Hace años, en una entrevista, el escritor Hisham Matar contó la historia de su primera clase en la universidad. Había entrado a estudiar arquitectura y el profesor, en vez de hablarles a los estudiantes en el salón de clase, les entregó unos lápices y unos papeles y los llevó a un jardín. Allí los sentó alrededor de un árbol y les pidió que, durante las próximas tres horas, se dedicaran a dibujarlo. La experiencia fue reveladora para Matar: «Cuando uno pasa tres horas mirando lo mismo, sobre todo un objeto tan cotidiano como un árbol, cuando uno mira cada detalle, intenta pintar cada parte, uno entiende que mirar es un asunto muy interesante y también muy complejo».

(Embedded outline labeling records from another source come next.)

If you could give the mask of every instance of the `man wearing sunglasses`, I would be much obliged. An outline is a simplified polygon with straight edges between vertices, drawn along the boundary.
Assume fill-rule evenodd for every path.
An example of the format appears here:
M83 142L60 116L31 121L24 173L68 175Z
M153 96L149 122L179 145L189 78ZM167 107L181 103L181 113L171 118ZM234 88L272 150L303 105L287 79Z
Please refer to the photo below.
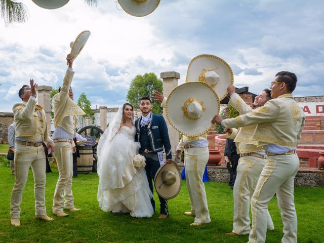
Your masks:
M250 242L265 242L268 204L275 194L284 224L281 242L297 242L294 179L299 168L299 159L295 150L305 124L305 115L292 95L297 82L294 73L279 72L271 83L272 100L245 115L224 120L217 115L212 121L227 128L257 124L252 140L266 151L267 160L251 199Z

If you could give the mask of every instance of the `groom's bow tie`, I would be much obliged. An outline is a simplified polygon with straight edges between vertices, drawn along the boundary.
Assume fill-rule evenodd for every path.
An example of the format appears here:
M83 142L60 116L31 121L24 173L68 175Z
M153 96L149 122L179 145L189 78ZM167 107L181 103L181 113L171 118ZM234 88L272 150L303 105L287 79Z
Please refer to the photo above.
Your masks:
M148 125L151 122L151 117L149 116L142 116L141 120L141 127L145 127Z

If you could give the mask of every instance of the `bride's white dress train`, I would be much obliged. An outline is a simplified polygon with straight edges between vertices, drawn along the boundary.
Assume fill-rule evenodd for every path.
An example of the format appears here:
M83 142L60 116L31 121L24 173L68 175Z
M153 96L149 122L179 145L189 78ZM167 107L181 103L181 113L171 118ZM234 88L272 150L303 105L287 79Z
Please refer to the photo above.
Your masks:
M134 141L136 132L134 126L123 127L110 142L100 144L97 199L105 212L150 217L154 213L150 202L152 194L146 174L144 169L137 169L133 164L140 145Z

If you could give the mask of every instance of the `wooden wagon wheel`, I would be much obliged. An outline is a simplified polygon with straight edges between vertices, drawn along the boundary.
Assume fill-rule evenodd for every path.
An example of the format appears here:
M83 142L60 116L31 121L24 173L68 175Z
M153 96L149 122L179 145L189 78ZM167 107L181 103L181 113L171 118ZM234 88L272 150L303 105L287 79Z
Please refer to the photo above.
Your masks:
M93 166L92 167L92 171L93 172L97 172L97 162L98 160L97 146L98 146L98 143L99 141L101 134L102 134L103 132L104 131L102 131L102 129L100 128L93 125L87 126L77 131L77 133L80 135L84 135L83 137L86 135L96 137L96 143L95 145L92 146L94 158Z

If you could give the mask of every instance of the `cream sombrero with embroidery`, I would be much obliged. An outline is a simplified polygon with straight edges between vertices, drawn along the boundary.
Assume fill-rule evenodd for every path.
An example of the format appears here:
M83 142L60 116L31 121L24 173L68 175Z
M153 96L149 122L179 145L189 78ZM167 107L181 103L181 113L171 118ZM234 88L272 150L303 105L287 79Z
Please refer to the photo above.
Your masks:
M128 14L143 17L154 11L160 0L118 0L118 3Z
M70 43L70 47L71 48L70 55L73 60L75 60L79 53L81 52L90 36L90 31L85 30L78 34L75 38L75 40Z
M200 136L211 128L220 104L214 89L202 82L187 82L171 91L166 114L175 129L188 137Z
M34 3L41 8L55 9L65 5L69 0L32 0Z
M178 165L172 160L159 168L154 179L157 194L165 199L172 199L179 194L181 189L181 173Z
M189 64L186 78L186 82L198 81L210 85L222 100L227 95L227 87L233 84L234 75L229 65L221 58L199 55Z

Esta historia rondó en mi cabeza mientras leía Erial, el libro de cuentos de la escritora bogotana Diana Obando, que en noviembre del año pasado ganó la tercera edición del Premio Nacional de Narrativa Elisa Mújica, y que en abril de este año llegó a librerías de la mano de Laguna Libros. El libro reúne un total de dieciocho relatos, casi todos de cuatro o cinco páginas. Como los bocetos del árbol de Matar, son pequeños y meticulosos ejercicios de contemplación donde lo profundo, o lo íntimo, se revela frente a nuestros ojos.

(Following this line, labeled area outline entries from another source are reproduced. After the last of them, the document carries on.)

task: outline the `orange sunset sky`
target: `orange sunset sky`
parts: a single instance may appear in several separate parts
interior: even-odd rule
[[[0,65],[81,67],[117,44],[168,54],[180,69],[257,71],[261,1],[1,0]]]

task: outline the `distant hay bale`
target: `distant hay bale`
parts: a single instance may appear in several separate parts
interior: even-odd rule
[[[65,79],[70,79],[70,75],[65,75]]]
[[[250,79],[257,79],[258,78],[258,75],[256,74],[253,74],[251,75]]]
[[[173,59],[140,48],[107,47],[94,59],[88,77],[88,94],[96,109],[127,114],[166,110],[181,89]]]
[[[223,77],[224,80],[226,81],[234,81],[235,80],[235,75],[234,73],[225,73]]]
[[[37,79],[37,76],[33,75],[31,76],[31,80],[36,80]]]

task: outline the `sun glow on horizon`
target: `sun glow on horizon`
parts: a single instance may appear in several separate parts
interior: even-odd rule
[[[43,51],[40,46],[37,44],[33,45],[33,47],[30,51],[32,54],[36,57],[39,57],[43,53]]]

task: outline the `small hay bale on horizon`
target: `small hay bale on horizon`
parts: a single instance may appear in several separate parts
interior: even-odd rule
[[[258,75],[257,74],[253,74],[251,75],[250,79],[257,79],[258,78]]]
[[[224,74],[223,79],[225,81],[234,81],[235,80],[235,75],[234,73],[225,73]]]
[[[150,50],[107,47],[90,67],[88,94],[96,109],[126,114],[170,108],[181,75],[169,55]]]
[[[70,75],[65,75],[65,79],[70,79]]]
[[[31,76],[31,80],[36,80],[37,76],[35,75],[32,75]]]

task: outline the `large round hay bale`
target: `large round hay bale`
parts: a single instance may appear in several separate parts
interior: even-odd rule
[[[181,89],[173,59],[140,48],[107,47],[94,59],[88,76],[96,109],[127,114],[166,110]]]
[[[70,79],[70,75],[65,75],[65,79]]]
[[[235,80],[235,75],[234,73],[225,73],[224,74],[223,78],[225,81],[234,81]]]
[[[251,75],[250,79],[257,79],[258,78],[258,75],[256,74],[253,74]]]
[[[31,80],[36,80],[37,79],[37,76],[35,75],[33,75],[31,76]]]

La mayoría de los relatos de Erial tienen en su centro a un personaje infantil; a niños y niñas que se enfrentan a situaciones nuevas y que, como resultado, se ven obligados a acomodarse a una realidad que desconocen. Obando nos presenta a Ana y a Salomé, dos hermanas que esperan el regreso de sus padres en un carro averiado en medio del páramo. A Simón, que empuña un cuchillo y se prepara para degollar por primera vez una res en la finca de su familia. A John Jairo, que un día se escapa de su pueblo para acampar a solas en el monte. A un pequeño sin nombre que, en camino a conocer a su padre en Alemania, mira con temor el tamaño del mar desde la ventana del avión. Los niños que pueblan las ciento veintiuna páginas de Erial se encuentran en proceso de descubrir el mundo; con agudeza, Obando nos señala las grietas que se forman en ese descubrimiento.

Erial es una obra sutil. La trama de los cuentos, a veces cotidiana, a veces tensa de entrada, conduce a desenlaces inesperados. A menudo, el corazón de la historia aparece donde menos se sospecha. En «Domingo», por ejemplo, dos hermanastros, Juana e Ignacio, juegan en un pasamanos bajo la supervisión de Salomón, el padre de Juana. En el transcurso de la tarde, un accidente menor altera el orden de las cosas y nos damos cuenta de que es Salomón, más que los dos niños, el que necesita de cuidado. En «Salto», otro de los cuentos, la narradora recuerda la finca de su infancia antes de centrarse, de repente, en el día cuando una de las perras de la zona se comió delante de ella a dos cachorros que habían nacido muertos.

Muchos cuentos de Erial transcurren en el campo, otros se desenvuelven en apartamentos bogotanos. En casi todos, Obando examina los nudos emocionales que se forman dentro de las familias. La figura de la abuela, en particular, aparece una y otra vez a lo largo del libro. Ellas cuentan historias, ofrecen consejos y, a veces, enfrían la candidez de sus nietos. De esa relación surgen algunos de los mejores pasajes, como en el cuento «Erial», que relata la visita de una nieta y una abuela a una finca medio abandonada en el páramo:

«No, mija. Todo esto se ve muy lindo hasta que uno se lo echa encima. Se pone de pie, tira las cáscaras a un lado del camino y vuelven a la marcha. Lucía difiere: cree que el paisaje es bellísimo, que las cosas proliferan modestamente no por su carácter miserable sino porque a esta altura la montaña se rinde y aspira a lo más sencillo».

Obando, sin embargo, no solo se queda dentro de los confines de la familia o de la infancia. En la segunda mitad de Erial, que por momentos se siente menos afinada que la primera mitad, también explora la amistad adulta en «Padre», «Naranjas» y «Números», tres relatos donde lo cotidiano se enrarece y que se leen como perfiles de personas cercanas a la autora.

No es sencillo señalar lo que tienen en común los dieciocho cuentos de Erial. Quizás la respuesta no se encuentre en las tramas, sino en la mirada cuidadosa de Obando; en su capacidad, mejor dicho, de mirar con atención. Su literatura no parece guiada por el deseo de ofrecernos historias convencionales; parece impulsada, más bien, por el deseo de capturar, y así iluminar, aquello que se esconde en el interior de sus personajes.